La oficina económica del Congreso, por Iván Alonso
La oficina económica del Congreso, por Iván Alonso
Iván Alonso

Muy buena la iniciativa presentada por el congresista Alberto de Belaunde para crear una oficina de estudios económicos en el Congreso. Entre sus funciones estaría la de dar asesoramiento en materias económicas a los legisladores –algo con lo cual nadie probablemente la vaya a importunar–, pero sobre todo la de hacer o revisar el análisis costo-beneficio que debe acompañar a todo proyecto de ley.

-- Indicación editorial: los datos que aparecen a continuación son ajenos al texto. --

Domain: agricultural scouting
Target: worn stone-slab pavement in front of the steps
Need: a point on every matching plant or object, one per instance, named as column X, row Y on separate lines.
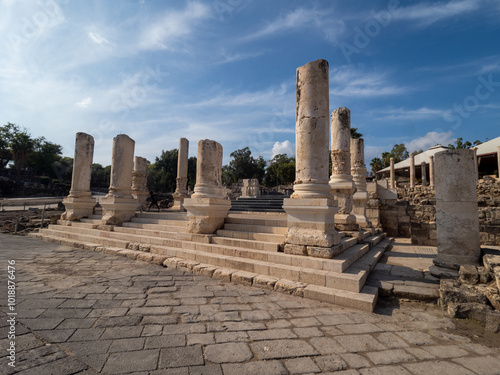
column 80, row 312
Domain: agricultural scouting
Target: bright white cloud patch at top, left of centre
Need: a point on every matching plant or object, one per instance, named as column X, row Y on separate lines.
column 165, row 33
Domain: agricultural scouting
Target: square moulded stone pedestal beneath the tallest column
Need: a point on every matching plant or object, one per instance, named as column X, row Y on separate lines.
column 311, row 222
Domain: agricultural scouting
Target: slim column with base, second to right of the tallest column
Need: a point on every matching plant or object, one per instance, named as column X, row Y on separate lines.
column 358, row 171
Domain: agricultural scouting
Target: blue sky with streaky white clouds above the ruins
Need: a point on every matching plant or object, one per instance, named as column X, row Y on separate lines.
column 413, row 72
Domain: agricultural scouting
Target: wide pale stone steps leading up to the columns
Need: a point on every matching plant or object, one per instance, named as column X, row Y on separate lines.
column 246, row 250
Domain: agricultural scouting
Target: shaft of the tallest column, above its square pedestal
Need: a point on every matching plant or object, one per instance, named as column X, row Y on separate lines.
column 311, row 130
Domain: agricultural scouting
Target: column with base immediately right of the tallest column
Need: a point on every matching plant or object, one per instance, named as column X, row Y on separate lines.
column 341, row 179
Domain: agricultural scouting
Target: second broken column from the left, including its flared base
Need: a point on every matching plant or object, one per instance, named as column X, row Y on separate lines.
column 119, row 205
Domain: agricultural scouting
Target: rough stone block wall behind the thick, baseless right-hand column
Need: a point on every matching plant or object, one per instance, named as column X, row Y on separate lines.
column 413, row 213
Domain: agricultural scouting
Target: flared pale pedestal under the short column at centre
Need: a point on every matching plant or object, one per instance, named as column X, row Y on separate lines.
column 206, row 215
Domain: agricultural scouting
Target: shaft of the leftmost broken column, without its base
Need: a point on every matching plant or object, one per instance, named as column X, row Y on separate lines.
column 82, row 166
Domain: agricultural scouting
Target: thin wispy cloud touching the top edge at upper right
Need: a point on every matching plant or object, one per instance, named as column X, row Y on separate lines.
column 428, row 13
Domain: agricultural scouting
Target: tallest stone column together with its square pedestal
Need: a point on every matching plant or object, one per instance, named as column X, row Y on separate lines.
column 311, row 208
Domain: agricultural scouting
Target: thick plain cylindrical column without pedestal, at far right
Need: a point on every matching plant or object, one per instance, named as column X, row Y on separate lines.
column 457, row 221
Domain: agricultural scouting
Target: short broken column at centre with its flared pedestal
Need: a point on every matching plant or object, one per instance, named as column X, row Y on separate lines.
column 207, row 208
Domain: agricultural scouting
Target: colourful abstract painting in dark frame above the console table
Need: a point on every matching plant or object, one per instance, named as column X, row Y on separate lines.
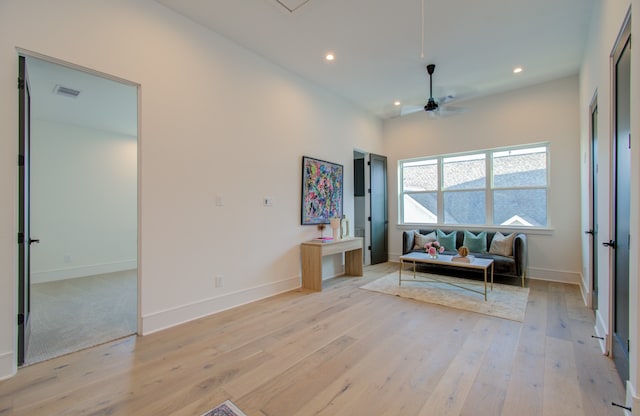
column 322, row 191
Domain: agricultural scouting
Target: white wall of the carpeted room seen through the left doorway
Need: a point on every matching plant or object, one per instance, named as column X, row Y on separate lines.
column 83, row 201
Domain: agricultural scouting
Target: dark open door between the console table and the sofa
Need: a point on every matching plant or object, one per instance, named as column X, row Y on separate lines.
column 379, row 212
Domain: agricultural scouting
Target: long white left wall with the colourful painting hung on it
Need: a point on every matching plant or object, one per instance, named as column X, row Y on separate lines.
column 215, row 119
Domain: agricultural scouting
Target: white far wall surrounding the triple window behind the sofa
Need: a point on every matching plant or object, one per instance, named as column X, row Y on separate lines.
column 542, row 113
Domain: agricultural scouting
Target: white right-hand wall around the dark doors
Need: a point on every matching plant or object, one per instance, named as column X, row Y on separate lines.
column 595, row 76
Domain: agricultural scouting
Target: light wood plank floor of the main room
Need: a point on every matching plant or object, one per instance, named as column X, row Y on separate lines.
column 343, row 351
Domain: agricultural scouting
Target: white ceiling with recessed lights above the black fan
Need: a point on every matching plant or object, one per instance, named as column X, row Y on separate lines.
column 378, row 43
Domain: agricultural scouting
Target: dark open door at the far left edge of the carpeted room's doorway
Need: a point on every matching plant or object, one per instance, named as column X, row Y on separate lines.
column 24, row 236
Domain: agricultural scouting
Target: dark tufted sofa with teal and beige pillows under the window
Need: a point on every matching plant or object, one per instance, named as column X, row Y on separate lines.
column 509, row 252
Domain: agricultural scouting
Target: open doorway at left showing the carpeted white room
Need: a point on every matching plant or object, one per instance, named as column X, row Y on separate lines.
column 82, row 209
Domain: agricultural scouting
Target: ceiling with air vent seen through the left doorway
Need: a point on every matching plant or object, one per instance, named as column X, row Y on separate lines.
column 102, row 104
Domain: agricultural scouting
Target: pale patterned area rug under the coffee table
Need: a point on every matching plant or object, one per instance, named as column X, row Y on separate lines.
column 508, row 302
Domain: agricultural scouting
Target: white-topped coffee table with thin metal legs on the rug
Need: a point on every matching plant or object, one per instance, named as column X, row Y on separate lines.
column 445, row 260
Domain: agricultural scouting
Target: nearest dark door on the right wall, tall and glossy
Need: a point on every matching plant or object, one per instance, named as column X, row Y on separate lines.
column 622, row 166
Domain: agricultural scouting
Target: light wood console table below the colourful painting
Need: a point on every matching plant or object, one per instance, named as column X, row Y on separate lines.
column 313, row 251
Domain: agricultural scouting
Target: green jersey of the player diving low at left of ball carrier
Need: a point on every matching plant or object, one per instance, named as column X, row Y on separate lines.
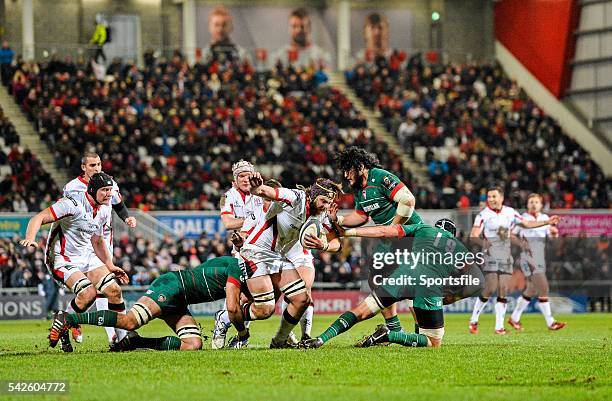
column 207, row 282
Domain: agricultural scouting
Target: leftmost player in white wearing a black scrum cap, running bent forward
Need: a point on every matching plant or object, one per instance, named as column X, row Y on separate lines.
column 77, row 254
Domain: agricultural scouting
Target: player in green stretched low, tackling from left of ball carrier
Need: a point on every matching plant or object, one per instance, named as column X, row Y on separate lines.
column 167, row 298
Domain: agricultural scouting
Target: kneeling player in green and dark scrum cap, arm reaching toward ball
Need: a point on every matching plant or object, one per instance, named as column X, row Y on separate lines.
column 403, row 283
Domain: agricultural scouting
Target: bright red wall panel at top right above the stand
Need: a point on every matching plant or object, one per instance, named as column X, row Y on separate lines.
column 539, row 33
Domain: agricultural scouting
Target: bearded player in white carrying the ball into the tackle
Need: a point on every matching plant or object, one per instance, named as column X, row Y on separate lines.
column 266, row 250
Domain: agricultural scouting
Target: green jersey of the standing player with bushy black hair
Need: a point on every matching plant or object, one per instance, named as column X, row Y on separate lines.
column 376, row 199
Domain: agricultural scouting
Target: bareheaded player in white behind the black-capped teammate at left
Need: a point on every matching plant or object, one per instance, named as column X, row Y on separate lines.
column 91, row 164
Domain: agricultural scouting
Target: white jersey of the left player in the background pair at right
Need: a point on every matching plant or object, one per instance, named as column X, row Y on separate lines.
column 497, row 227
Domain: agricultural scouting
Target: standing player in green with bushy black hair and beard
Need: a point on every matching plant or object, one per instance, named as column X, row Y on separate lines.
column 379, row 195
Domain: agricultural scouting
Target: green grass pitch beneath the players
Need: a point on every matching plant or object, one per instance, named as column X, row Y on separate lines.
column 571, row 364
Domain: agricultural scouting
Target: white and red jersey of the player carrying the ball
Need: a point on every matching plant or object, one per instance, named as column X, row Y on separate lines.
column 279, row 229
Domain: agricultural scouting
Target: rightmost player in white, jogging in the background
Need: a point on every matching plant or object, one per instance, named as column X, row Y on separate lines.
column 533, row 265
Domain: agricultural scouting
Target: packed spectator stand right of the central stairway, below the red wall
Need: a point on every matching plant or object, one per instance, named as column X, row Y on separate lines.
column 474, row 127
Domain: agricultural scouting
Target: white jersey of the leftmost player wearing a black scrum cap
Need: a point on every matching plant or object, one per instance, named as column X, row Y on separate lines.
column 76, row 220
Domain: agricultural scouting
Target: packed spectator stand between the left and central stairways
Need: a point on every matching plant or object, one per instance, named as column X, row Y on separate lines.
column 170, row 133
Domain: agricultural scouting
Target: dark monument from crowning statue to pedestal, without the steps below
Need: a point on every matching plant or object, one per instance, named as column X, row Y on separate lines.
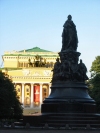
column 69, row 90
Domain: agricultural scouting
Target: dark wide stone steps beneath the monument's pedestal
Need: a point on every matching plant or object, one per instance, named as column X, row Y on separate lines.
column 72, row 120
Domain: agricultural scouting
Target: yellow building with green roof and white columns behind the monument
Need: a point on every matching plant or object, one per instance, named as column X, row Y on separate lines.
column 30, row 70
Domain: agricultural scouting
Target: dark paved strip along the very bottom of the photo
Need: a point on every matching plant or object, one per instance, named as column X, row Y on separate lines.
column 47, row 131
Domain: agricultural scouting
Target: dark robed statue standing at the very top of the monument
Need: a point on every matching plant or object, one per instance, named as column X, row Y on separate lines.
column 69, row 35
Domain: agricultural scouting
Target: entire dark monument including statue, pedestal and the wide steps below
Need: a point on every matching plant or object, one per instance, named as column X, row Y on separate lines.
column 69, row 104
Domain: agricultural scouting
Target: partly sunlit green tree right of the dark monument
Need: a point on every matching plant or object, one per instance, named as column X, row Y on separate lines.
column 94, row 82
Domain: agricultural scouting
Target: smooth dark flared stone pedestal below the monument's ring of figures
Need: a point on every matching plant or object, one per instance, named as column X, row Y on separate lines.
column 69, row 97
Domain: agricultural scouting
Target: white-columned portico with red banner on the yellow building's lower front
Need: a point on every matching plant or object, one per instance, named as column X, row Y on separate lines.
column 32, row 90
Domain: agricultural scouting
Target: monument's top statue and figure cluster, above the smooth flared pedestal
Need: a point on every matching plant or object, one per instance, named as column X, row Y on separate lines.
column 68, row 68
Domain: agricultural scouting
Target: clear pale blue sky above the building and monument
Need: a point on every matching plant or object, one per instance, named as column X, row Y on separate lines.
column 25, row 24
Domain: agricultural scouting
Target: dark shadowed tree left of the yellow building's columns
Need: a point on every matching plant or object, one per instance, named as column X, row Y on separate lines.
column 10, row 107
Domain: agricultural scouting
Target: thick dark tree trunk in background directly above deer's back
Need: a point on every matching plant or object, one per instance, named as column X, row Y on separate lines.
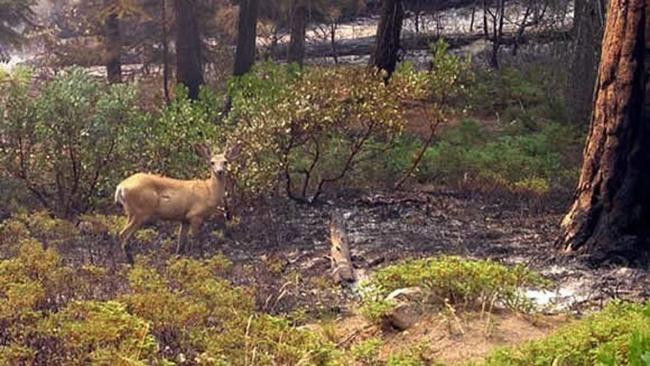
column 189, row 65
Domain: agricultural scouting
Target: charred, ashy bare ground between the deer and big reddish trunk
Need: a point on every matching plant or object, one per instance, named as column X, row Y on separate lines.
column 281, row 250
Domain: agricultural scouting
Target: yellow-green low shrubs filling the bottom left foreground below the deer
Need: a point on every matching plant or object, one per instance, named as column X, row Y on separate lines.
column 51, row 313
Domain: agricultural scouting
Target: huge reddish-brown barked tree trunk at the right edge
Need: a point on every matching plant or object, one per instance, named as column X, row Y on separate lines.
column 610, row 216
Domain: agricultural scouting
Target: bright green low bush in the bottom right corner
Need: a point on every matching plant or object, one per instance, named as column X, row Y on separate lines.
column 618, row 335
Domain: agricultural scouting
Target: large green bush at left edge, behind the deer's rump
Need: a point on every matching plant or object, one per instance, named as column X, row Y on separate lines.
column 65, row 143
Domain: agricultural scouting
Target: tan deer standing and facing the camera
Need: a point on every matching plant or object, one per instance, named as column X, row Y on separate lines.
column 145, row 197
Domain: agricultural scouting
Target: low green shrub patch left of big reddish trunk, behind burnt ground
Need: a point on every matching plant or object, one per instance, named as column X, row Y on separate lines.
column 518, row 161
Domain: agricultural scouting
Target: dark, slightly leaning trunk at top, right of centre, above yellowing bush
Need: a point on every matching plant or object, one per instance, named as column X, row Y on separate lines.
column 389, row 31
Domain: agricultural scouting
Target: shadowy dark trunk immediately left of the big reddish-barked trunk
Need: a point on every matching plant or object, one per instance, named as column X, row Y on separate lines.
column 589, row 16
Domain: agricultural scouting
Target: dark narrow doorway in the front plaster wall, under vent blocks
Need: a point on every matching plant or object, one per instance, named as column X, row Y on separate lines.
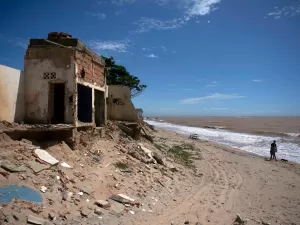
column 57, row 103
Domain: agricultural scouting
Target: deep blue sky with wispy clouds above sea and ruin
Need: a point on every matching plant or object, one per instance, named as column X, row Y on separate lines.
column 198, row 57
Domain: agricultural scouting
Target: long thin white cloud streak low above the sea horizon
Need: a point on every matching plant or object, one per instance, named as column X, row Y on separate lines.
column 215, row 96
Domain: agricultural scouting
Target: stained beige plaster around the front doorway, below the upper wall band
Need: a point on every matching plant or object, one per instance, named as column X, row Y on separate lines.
column 37, row 88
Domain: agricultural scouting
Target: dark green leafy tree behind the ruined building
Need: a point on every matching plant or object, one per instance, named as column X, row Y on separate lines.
column 118, row 75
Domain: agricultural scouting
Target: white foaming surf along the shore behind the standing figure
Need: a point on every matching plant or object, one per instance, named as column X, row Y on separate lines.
column 288, row 146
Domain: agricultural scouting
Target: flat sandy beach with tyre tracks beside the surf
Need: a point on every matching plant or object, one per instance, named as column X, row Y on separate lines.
column 235, row 182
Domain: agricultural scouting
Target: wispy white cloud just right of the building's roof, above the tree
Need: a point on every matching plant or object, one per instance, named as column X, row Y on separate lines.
column 117, row 46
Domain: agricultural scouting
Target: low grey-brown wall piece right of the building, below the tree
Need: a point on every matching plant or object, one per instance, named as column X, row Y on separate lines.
column 119, row 105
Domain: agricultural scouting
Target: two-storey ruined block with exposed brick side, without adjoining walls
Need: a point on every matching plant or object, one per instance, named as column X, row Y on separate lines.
column 64, row 83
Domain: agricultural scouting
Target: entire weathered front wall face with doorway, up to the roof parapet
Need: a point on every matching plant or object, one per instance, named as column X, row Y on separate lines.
column 40, row 60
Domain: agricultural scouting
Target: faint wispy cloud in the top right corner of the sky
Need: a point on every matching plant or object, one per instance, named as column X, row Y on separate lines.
column 285, row 11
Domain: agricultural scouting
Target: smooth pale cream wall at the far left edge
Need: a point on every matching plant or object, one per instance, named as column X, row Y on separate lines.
column 11, row 94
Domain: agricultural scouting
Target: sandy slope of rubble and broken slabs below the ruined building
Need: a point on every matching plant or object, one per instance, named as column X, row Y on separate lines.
column 112, row 180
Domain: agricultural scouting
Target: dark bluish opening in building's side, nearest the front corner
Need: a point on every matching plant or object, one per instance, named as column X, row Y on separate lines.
column 85, row 109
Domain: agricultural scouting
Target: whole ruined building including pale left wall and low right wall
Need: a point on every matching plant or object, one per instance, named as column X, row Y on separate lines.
column 63, row 84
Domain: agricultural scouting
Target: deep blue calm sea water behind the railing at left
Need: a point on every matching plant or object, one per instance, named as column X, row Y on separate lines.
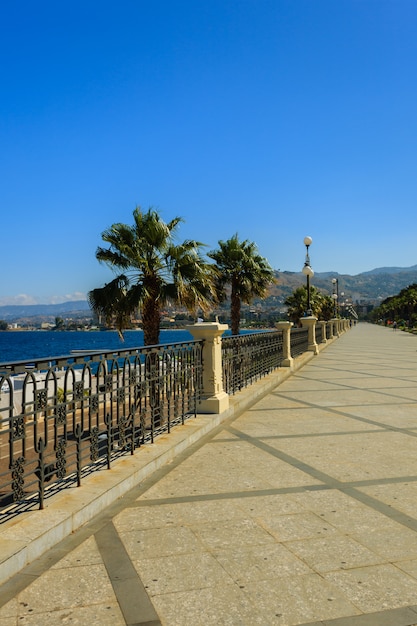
column 31, row 344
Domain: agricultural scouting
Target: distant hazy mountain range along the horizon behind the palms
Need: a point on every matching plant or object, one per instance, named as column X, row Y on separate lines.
column 373, row 286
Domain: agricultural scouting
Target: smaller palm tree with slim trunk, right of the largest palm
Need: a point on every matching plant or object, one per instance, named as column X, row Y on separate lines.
column 244, row 271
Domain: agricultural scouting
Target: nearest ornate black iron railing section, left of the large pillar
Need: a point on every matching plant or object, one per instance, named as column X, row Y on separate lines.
column 67, row 416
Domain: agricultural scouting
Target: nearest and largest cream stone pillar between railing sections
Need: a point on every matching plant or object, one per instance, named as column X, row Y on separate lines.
column 214, row 398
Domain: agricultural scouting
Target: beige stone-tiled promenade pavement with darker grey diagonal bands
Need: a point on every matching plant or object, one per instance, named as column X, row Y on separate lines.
column 302, row 509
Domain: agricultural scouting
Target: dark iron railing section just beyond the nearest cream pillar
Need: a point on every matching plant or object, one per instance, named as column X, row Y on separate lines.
column 246, row 358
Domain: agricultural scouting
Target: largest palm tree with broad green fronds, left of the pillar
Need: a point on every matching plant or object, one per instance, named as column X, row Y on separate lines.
column 153, row 271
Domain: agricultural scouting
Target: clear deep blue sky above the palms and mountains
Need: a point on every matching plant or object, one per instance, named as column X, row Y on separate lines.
column 274, row 119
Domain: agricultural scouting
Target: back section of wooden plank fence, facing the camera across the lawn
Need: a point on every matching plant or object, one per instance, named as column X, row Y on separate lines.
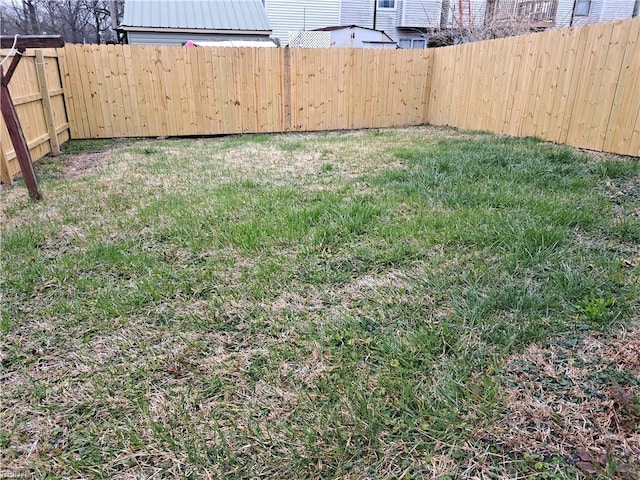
column 116, row 91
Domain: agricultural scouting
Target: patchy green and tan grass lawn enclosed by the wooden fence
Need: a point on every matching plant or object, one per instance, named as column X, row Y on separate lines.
column 414, row 303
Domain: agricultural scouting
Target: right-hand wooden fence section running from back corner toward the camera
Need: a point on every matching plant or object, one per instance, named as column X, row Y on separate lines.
column 578, row 86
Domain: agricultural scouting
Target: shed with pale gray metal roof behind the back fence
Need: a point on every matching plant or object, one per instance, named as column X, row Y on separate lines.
column 174, row 22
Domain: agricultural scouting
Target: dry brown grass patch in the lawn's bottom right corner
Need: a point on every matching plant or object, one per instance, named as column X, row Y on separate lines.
column 562, row 400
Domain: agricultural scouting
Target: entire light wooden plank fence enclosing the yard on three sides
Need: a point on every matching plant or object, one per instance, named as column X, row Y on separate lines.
column 576, row 86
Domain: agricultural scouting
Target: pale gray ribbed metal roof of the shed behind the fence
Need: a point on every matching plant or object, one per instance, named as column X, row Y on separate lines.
column 196, row 14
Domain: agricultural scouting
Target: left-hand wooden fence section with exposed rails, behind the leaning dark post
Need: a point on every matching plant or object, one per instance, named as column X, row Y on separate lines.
column 36, row 90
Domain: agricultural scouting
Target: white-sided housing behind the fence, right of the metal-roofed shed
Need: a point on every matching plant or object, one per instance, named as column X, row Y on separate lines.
column 410, row 22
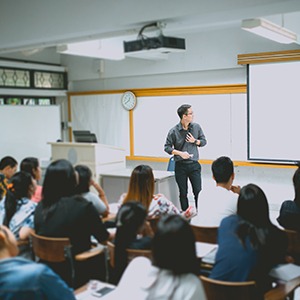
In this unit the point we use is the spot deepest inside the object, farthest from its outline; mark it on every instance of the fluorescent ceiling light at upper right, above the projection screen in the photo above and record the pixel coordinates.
(270, 31)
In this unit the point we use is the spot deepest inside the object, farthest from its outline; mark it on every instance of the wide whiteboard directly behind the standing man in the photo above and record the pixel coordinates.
(221, 116)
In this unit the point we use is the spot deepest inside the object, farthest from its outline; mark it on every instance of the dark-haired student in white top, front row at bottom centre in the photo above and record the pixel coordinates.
(173, 273)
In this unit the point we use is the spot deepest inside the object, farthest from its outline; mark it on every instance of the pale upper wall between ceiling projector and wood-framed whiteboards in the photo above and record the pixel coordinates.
(210, 59)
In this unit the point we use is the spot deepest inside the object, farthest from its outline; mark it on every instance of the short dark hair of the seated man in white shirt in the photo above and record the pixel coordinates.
(222, 169)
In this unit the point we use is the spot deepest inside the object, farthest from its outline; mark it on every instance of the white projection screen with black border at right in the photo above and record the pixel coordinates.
(273, 112)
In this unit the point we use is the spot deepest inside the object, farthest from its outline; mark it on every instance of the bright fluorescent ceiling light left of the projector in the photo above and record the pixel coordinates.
(111, 48)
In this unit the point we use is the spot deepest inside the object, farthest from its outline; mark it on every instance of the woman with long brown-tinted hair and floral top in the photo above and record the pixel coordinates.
(141, 188)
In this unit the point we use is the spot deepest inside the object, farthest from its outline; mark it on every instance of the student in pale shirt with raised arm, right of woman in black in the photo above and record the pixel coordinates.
(83, 189)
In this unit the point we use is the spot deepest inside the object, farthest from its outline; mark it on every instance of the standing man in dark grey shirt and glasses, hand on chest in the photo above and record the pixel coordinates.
(183, 141)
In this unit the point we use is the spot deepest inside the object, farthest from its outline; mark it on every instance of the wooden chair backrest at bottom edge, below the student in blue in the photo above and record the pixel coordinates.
(224, 290)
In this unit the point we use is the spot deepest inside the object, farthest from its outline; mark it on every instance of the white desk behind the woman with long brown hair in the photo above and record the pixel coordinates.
(116, 182)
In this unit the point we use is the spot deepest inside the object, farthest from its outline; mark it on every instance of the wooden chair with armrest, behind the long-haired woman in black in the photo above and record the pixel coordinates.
(58, 250)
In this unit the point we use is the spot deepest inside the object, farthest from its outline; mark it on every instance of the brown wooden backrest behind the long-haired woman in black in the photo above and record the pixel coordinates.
(49, 249)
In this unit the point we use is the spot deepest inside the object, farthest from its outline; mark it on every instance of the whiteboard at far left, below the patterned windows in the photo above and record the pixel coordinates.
(26, 130)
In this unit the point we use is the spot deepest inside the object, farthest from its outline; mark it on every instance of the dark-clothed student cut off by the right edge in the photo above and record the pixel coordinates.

La motivación de la iniciativa que comentamos parte precisamente de la constatación de que apenas uno de cada diez proyectos de ley cuenta con un análisis costo-beneficio que merezca ese nombre. Cuando una ley nos obliga a cumplir con determinados requisitos o estándares, nos está ordenando utilizar recursos valiosos –nuestro tiempo, nuestro capital– de una cierta manera, lo cual significa que no podremos utilizarlos de otra. Si tenemos que construir un lactario, por ejemplo, quedarán menos recursos para invertir en la capacitación del personal.

¿Cuál de los dos genera más beneficios? El análisis costo-beneficio trata de establecer si es o no es razonable el sacrificio que se le exige a la gente para alcanzar los fines que se propone la ley. Dicho de otra manera, si la ley en cuestión contribuye o no contribuye a aumentar el bienestar de la sociedad.

Los congresistas confunden la evaluación de los costos y beneficios que sus propuestas acarrearían para la sociedad, que es el objeto de ese análisis, con los gastos en los que el estado tendría que incurrir para ponerlas en práctica.

Típicamente, el “análisis” se reduce a afirmar –no a demostrar– que su proyecto no irrogará gastos al erario público. La mayoría actúa así seguramente por desconocimiento, aunque a veces es evidente la criollada, como en el caso de un proyecto de ley presentado recientemente para declarar de interés público la construcción de un puerto en el norte, cuyo autor sostiene que no irroga gastos al erario público “porque se trata de una norma declarativa”. Con esa lógica, sus beneficios también son meramente declarativos, y debería ser desechado por inútil.

La especialización debería ayudar a mejorar la producción legislativa. No se puede esperar que los congresistas sean todos expertos en cuestiones económicas como para rastrear y cuantificar los efectos directos e indirectos, positivos y negativos, de las leyes que proponen. Una oficina económica que haga ese análisis por ellos o que lo revise contribuirá a una discusión más ilustrada al interior de las comisiones dictaminadoras y en el pleno del Congreso.

En nuestra opinión, la oficina económica debería tener una función adicional: la de filtrar los proyectos de ley que llegan a comisiones. ¡Hay tantos proyectos insustanciales que ni siquiera vale la pena discutir! Antes que nada, tendría que justificarse el tiempo que los congresistas les van a dedicar una vez admitidos a debate.

Hemos visto como una decena de proyectos de ley, presentados a lo largo de los años, para regular las tarifas de estacionamiento en los centros comerciales, por poner un ejemplo, sin que ninguno de ellos evidenciara el menor esfuerzo por calcular la magnitud del problema que estaba tratando de resolver (en el supuesto de que hubiera alguno). La oficina de estudios económicos podría hacerlo, y sus conclusiones servir, cuando menos, para establecer prioridades en la agenda parlamentaria.